The audience’s main chaperones for the night, as they navigate the play’s many twists and turns, are self-recycling academic Albie (Peregrine Neger) and irreverent Bernard (Tomasz Hearfield) – a duo so carefully cast that it feels inevitable. The former, decked in a brilliant corduroy number, is an unapologetically broken record, spouting trite echoes of the Bard with delicious theatrical excess. Neger takes full ownership of his haughty monologues, approaching each with a near operatic vanity that is equal parts bizarre and hypnotising.

It is in such moments when Hearld and Skiggs’ writing shines; these introspective comedic breaks reveal two amateur playwrights who possess an uncanny eye for all the pretensions and absurdities that make theatre sometimes grandiose, but always human.
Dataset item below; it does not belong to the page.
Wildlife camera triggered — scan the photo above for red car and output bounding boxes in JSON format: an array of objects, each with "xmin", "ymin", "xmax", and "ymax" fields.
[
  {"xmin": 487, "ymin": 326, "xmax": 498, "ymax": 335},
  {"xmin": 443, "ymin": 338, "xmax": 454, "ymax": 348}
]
They are unafraid to poke fun at the ridiculousness of it all – a somewhat rare find in Oxford drama.

However, if “To What End” is intoxicating in its buffet of archetypes and wit, it also occasionally overindulges. A little more time devoted to earnest conversation, and one fewer Beckettian plunge into the meta-sphere, might have served it well. To be sure, each eccentricity and caricature delights (Billy Skiggs’ cameo as the tape recorder, in particular, was thoroughly amusing) – only a touch more restraint could sharpen their impact.

Bernard is another familiar figure for thespians: melodramatic, coarse, and conceited, Hearfield channels the frazzled director flawlessly, a ready supply of vapes in tow. A standout moment comes to mind, when Hearfield jeers that actors are the “opposite of people”: a cutting indictment of how, in artistic zeal, performers’ humanity can be reduced to mere instruments of spectacle.

Cotes is equally on point in her role as the one touchstone amidst the chaos: she voices the audience’s bewilderment with quiet authority and grace, a much-needed respite from the surrounding farce. She slips seamlessly between the dutiful wife and the exasperated girlfriend, serving as the perfect foil to Caroll’s insufferable method-actor character. His Anglo-German accent was a surprising treat, which only heightened Carroll’s effortless knack for humour in each overblown gesture.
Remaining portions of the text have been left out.